The three stage descent down to the river was upon us. It proved to be a descent from heaven, through purgatory, down to hell. We started by brushing through lavender and a host of other exotic flowers, then stumbling down a short rugged track, and finally halting at the gates of hell. Immediately, my hopes of my trainers returning in some sort of respectable state were destroyed, as thick mud engulfed us up to shin height. The instructor bellowed something above the racket of the raging river, but I was too busy contemplating tackling the daunting task ahead. A solitary rock was the barrier between us and the murky water. Surrounding trees filtered out the majority of the sunlight, giving the experience a darker, more eerie feel. There was no Mr Cook to dish out the encouragement and empathy.
Entering the water with such confidence as the instructor was going to be hard- he scrambled over the rock, brushed away a cluster of swaying reeds and flung himself valiantly in. Not even a grimace. I was towards the back of the line, so I could witness the sudden gasps of shock as pupils ahead waded cautiously in. Reluctantly, I succumbed to the crunching jaws of the river, ready to devour me down through to its lower course. I remember seeing these nature programs, portraying rivers similar to these as tranquil and innocent, but when submerged in its sediment-clouded waters, being buffeted along, you felt completely at its mercy. For the first couple of minutes, the icy cold water attacked your body like a vicious plague. It took time for the effect of the ragged wet suit to kick in, and even when it did, I had soon found a new nemesis: midges. From now on, every pause in the activity was to be greeted by a swarm of fluttering midges. They are random yet decisively frustrating in their movements, circling our heads, some of the more daring ones making quick dashes for neck and shoulders. We waded along in a group, using any rock as a temporary support. In some places the pace was slow, but in others we were swept downstream by more powerful currents.
Just as I was becoming accustomed to the nature of the river and the activity, the instructor declared that we would stop shortly, and tackle one of the course’s several ‘challenges’. I realised I had been lulled into a false sense of security, as we had paused at the peak of a waterfall. This time there was no Mr Cook, who throughout the expedition had rolled over every hill imaginable to spur you valiantly on. Our faith laid in the instructor, a wiry, balding man, not a person you would expect to be gallivanting around rocks and rivers. He was none the less composed, and assured us that if we followed his simple advice we would plummet down the waterfall without too much hassle. A nearby rock had become a brief slide, as I glanced down at the plunge pool - a bubbling cauldron of white acid.
I emerged from the fizzing froth disorientated yet somewhat refreshed.

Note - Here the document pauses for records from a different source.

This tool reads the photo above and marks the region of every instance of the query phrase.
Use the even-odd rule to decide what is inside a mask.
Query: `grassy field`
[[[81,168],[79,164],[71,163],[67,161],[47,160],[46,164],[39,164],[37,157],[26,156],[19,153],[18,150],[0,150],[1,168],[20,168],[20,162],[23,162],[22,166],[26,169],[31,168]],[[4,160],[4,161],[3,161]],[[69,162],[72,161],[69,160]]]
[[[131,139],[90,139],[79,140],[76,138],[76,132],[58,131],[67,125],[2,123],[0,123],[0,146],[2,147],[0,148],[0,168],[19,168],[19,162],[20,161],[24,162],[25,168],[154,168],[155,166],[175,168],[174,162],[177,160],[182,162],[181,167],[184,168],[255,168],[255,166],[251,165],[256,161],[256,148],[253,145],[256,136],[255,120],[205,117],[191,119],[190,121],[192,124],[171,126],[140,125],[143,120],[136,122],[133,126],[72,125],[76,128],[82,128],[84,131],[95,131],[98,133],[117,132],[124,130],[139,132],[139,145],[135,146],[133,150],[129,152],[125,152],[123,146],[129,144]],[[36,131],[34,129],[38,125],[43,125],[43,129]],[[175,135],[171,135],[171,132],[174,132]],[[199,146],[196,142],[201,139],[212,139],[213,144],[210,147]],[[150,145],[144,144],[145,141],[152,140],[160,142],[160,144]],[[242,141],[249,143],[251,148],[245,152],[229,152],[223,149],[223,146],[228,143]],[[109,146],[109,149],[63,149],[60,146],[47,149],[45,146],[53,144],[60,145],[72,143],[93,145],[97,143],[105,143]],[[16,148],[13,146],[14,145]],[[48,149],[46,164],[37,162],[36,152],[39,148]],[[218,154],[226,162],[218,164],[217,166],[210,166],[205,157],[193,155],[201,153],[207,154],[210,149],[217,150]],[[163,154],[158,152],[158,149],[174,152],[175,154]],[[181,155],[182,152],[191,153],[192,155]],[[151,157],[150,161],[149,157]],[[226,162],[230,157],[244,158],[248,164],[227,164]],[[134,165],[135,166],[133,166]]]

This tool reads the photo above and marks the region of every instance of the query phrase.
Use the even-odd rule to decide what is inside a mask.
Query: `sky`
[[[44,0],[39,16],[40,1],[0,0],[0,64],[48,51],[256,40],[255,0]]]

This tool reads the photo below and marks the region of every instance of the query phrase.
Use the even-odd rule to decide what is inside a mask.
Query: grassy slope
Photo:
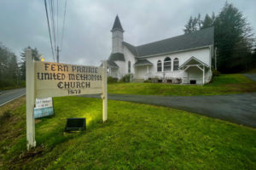
[[[37,121],[38,147],[26,151],[25,105],[0,128],[0,169],[253,169],[256,131],[186,111],[55,98],[53,117]],[[87,118],[86,133],[65,133],[67,117]]]
[[[109,94],[141,95],[218,95],[256,92],[256,82],[243,75],[221,75],[213,82],[204,86],[162,83],[113,83],[108,84]]]

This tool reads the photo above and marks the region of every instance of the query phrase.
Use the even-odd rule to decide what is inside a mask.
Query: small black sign
[[[67,118],[65,131],[82,131],[86,129],[85,118]]]

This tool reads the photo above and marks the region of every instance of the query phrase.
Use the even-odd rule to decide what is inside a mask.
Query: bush
[[[221,73],[215,69],[212,70],[212,76],[218,76]]]
[[[115,82],[117,82],[117,81],[118,81],[118,78],[108,76],[108,83],[115,83]]]
[[[126,74],[121,79],[120,82],[130,82],[131,79],[132,78],[133,75],[132,74]]]
[[[149,79],[145,80],[144,82],[151,82],[151,81]]]

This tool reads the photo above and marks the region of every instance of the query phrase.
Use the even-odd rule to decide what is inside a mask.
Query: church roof
[[[132,46],[125,42],[123,44],[137,58],[177,52],[186,49],[206,47],[213,44],[213,27],[205,28],[192,33],[184,34],[140,46]]]
[[[116,15],[116,17],[115,17],[115,20],[114,20],[114,22],[113,22],[111,31],[114,31],[116,30],[124,31],[123,27],[122,27],[121,23],[120,23],[120,20],[119,20],[119,18],[118,15]]]
[[[124,54],[121,54],[121,53],[111,54],[108,60],[125,61],[125,55],[124,55]]]
[[[153,64],[148,61],[148,60],[137,60],[135,64],[135,66],[140,66],[140,65],[153,65]]]

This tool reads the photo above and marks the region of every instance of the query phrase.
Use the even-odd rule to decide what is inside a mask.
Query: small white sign
[[[52,98],[36,99],[36,107],[34,108],[34,118],[54,115]]]

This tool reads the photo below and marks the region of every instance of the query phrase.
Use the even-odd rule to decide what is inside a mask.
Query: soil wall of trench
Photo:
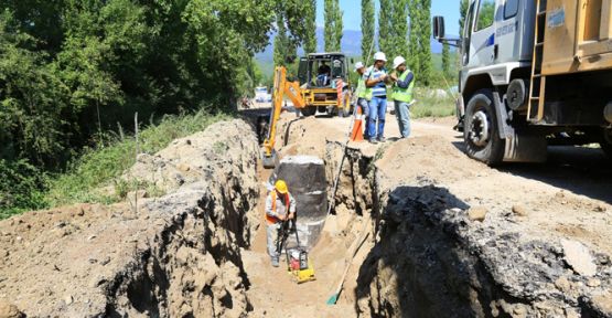
[[[328,141],[328,180],[342,152]],[[611,286],[608,255],[594,255],[593,277],[577,275],[558,241],[472,221],[466,203],[427,179],[382,186],[379,157],[348,147],[334,198],[334,213],[368,216],[375,233],[352,290],[358,316],[612,317],[601,298]]]
[[[215,124],[138,158],[124,178],[168,193],[139,191],[138,210],[82,204],[1,221],[0,316],[246,316],[240,248],[259,224],[258,151],[248,123]]]

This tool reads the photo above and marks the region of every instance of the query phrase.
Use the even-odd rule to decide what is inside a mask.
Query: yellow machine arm
[[[284,66],[277,66],[275,68],[275,87],[272,89],[272,109],[270,110],[268,137],[264,141],[264,168],[273,168],[276,163],[275,141],[284,95],[291,99],[293,107],[305,107],[300,83],[287,81],[287,68]]]

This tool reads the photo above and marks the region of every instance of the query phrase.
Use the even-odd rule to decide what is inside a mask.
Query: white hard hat
[[[397,68],[397,66],[399,66],[404,63],[406,63],[406,59],[404,59],[402,56],[396,56],[394,59],[394,68]]]
[[[387,56],[385,56],[385,53],[383,53],[383,52],[376,52],[376,53],[374,53],[374,61],[385,61],[385,62],[387,62]]]

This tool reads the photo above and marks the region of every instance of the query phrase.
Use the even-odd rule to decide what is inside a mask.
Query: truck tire
[[[300,109],[300,113],[302,113],[302,116],[304,116],[304,117],[310,117],[310,116],[316,114],[316,107],[307,106],[307,107]]]
[[[612,160],[612,129],[603,129],[603,138],[599,142],[601,150]]]
[[[505,139],[500,138],[491,89],[477,91],[465,107],[463,140],[470,158],[495,166],[504,159]]]

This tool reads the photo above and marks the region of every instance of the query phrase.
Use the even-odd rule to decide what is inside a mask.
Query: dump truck
[[[548,145],[598,142],[612,158],[612,1],[471,0],[459,47],[458,129],[491,166],[541,162]]]

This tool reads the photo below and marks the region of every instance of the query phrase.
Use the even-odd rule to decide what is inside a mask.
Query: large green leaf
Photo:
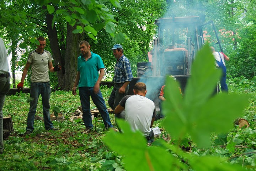
[[[109,33],[113,33],[116,32],[116,24],[112,22],[108,22],[106,25],[106,32]]]
[[[162,148],[148,147],[140,132],[132,132],[129,124],[122,120],[117,122],[123,133],[111,131],[104,140],[111,149],[126,155],[127,170],[171,170],[175,159],[170,153]]]
[[[55,11],[54,7],[49,5],[48,5],[47,6],[47,10],[50,14],[52,13]]]
[[[208,45],[198,53],[184,99],[171,79],[167,79],[165,88],[165,128],[176,138],[182,139],[188,133],[201,147],[210,145],[211,133],[225,133],[232,128],[233,120],[242,115],[250,96],[225,93],[211,96],[220,76],[213,59]]]
[[[84,14],[85,13],[84,10],[82,8],[79,8],[79,7],[76,7],[74,6],[73,7],[73,8],[75,11],[78,12],[79,13],[81,14]]]
[[[123,33],[119,33],[116,35],[115,40],[117,43],[121,44],[123,43],[128,38],[127,36]]]
[[[97,31],[96,31],[91,26],[87,26],[85,27],[84,29],[86,32],[91,33],[94,36],[96,36],[96,35],[97,35]]]

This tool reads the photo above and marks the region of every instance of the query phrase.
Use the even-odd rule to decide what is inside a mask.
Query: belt
[[[11,77],[11,76],[10,76],[10,74],[9,73],[8,73],[8,74],[0,74],[0,77],[8,78],[8,77]]]

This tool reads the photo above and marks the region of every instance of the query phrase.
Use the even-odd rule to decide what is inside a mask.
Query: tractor
[[[183,92],[195,55],[204,44],[203,26],[211,23],[222,50],[212,21],[202,24],[198,16],[156,20],[158,38],[154,40],[153,48],[149,53],[149,61],[138,63],[137,77],[130,83],[128,93],[133,93],[136,83],[143,82],[147,86],[146,96],[158,106],[158,94],[170,75],[175,77]]]

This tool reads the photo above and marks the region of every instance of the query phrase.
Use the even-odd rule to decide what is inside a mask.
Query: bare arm
[[[101,82],[101,80],[102,80],[105,73],[105,71],[104,71],[103,68],[102,68],[100,69],[100,75],[99,75],[98,80],[96,82],[96,83],[94,85],[94,93],[95,94],[97,93],[100,90],[100,83]]]
[[[151,120],[151,123],[150,124],[150,128],[152,128],[153,126],[153,123],[154,123],[154,121],[155,121],[155,118],[156,115],[156,111],[155,108],[154,110],[154,112],[153,112],[153,116],[152,116],[152,119]]]
[[[25,78],[26,78],[27,74],[27,72],[31,64],[29,63],[27,61],[27,64],[26,64],[26,66],[25,66],[25,68],[24,68],[23,70],[23,72],[22,72],[22,75],[21,76],[21,83],[24,83],[24,82],[25,81]]]
[[[74,95],[76,95],[76,88],[78,85],[79,80],[80,80],[80,72],[78,71],[77,74],[76,74],[76,79],[75,81],[74,87],[73,87],[73,89],[72,90],[72,94]]]
[[[226,55],[225,55],[225,54],[224,54],[224,53],[223,53],[222,52],[220,52],[220,53],[222,55],[223,55],[223,56],[224,56],[224,59],[225,59],[226,61],[229,61],[229,58]]]
[[[117,106],[116,107],[114,112],[116,114],[119,114],[124,109],[124,107],[121,106],[120,104],[118,104]]]
[[[162,96],[161,95],[159,96],[158,96],[158,98],[159,98],[159,99],[162,101],[164,101],[165,100],[165,98],[164,98],[163,96]]]
[[[153,126],[153,124],[154,123],[154,121],[155,121],[155,118],[153,117],[153,118],[152,118],[152,120],[151,120],[151,124],[150,124],[150,128],[152,128],[152,127]]]
[[[53,69],[54,69],[54,67],[53,67],[53,66],[52,65],[52,62],[50,62],[48,63],[48,67],[49,68],[49,70],[51,72],[54,72],[54,71],[53,70]]]

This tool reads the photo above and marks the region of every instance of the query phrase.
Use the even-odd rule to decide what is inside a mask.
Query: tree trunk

The majority of the activity had involved clambering and navigating yourself downstream over boulders, but ahead was a longer stretch of water. It was difficult to swim, with the cumbersome life jacket hindering your movement, so the only way to make any progress was to flail your limbs around in a helpless manner. The towering trees above blocked excess sunlight, giving the water a murkier outlook. In swimming pools, you sometimes get ridiculous shark ideas, and for a moment begin to panic whereas here you always imagined something far more sinister lurking in the mysterious depths. Your legs felt vulnerable, as you could not see past the surface: a collage of black ink and green slime.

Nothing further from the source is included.